Complete this step for each pair of VPN Gateways in your SD-WAN with multiple VPN links between them.
- Open the Tunnels tab of your policy-based VPN and select a peer pair in the Gateway ↔ Gateway section. The Endpoint ↔ Endpoint section now lists your chosen peer pair's VPN links.
- For each VPN link in the Endpoint ↔ Endpoint section, do the following:
- Choose a link mode for the VPN link by right-clicking its Mode cell and selecting a link mode. The VPN link will use this link mode for all traffic except for traffic classified as one of its QoS exceptions (see below).
- (Optional) Add QoS classes and additional link modes to the VPN link:
- Right-click the link's Mode cell and select Edit Mode to open the link's Link Mode Properties menu.

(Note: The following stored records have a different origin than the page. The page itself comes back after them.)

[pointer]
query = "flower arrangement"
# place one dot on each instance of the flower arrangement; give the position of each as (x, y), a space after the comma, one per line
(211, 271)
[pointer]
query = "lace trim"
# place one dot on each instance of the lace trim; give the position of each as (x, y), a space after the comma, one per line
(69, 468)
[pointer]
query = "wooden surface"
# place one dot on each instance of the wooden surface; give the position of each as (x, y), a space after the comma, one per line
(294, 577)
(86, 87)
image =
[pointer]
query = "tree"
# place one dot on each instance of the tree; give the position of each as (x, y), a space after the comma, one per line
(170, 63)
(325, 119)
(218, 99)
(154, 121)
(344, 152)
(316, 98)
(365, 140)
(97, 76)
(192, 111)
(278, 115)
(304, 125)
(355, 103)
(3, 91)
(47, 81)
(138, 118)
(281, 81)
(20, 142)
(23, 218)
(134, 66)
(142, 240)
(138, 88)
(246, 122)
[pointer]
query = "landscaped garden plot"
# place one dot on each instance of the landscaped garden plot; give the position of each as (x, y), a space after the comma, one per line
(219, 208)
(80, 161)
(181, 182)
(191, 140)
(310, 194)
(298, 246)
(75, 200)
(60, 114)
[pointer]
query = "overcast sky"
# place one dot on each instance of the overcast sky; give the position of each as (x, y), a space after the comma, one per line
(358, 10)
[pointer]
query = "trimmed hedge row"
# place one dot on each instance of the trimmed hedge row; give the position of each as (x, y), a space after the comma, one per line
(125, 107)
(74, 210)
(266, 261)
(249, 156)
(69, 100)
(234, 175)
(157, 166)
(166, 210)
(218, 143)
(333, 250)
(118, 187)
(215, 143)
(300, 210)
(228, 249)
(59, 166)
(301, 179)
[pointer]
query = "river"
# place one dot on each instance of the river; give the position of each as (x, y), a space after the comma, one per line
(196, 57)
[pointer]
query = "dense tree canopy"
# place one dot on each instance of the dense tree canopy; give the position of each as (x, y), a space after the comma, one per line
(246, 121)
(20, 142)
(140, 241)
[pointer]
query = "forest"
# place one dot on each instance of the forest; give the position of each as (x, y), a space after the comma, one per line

- Add a QoS class for the link to handle and select a link Mode under the QoS Exceptions section. The VPN link will perform in this link mode only for traffic matching the selected QoS class.
|Note: Active links assigned to a QoS class will failover to Standby links assigned to that class first. Once all links assigned to a QoS class have failed, links that are not assigned to the class will take over.|
Step 4: Enable your SD-WAN VPN on your Gateway firewalls
Ensure that your Gateway firewalls' policy access rules employ your SD-WAN VPN for selected traffic. If you are using QoS classes to determine VPN link modes, also ensure these classes are assigned before your VPN is employed. For example, you may assign QoS classes to your traffic in a Continue rule that takes place before the rule that employs your VPN, or you may assign them in the same rule that employs your VPN. Consult your Forcepoint NGFW Product Guide for more information on firewall policy access rules.
Example SD-WAN VPN link configuration
In the example configuration shown below, two locations (HEL and WDC) form part of a full-mesh Multi-Link secure SD-WAN. The HEL location includes 4 VPN links and the WDC site includes 2 VPN links for a total of 8 possible links between them. However, since each link between an MPLS connection and a non-MPLS connection is disabled, only 4 links are used.
Example SD-WAN VPN link configuration with QoS classes
The example configuration has the following characteristics:
- Low Priority traffic is handled exclusively by the Low Cost Internet link. This ensures that bandwidth on other links is reserved for all other traffic classes.
- High Priority traffic is handled exclusively by the MPLS link. This ensures that all critical services and applications are covered by the MPLS Service Level Agreement.
- Real-time traffic in this case is latency-sensitive but not business-critical, so it is balanced across both the Low Latency Internet and MPLS links.
- All other traffic including traffic with no classification is balanced across the Low Cost and Low Latency links. This reduces bandwidth requirements on the MPLS link, as it is only needed to handle High Priority and some Real-time traffic.
- Low Priority and High Priority traffic will both failover to the Low Latency link if their primary link fails.
- The Backup link handles no traffic unless at least two other links fail. This minimizes costs of on-demand, usage-based connections.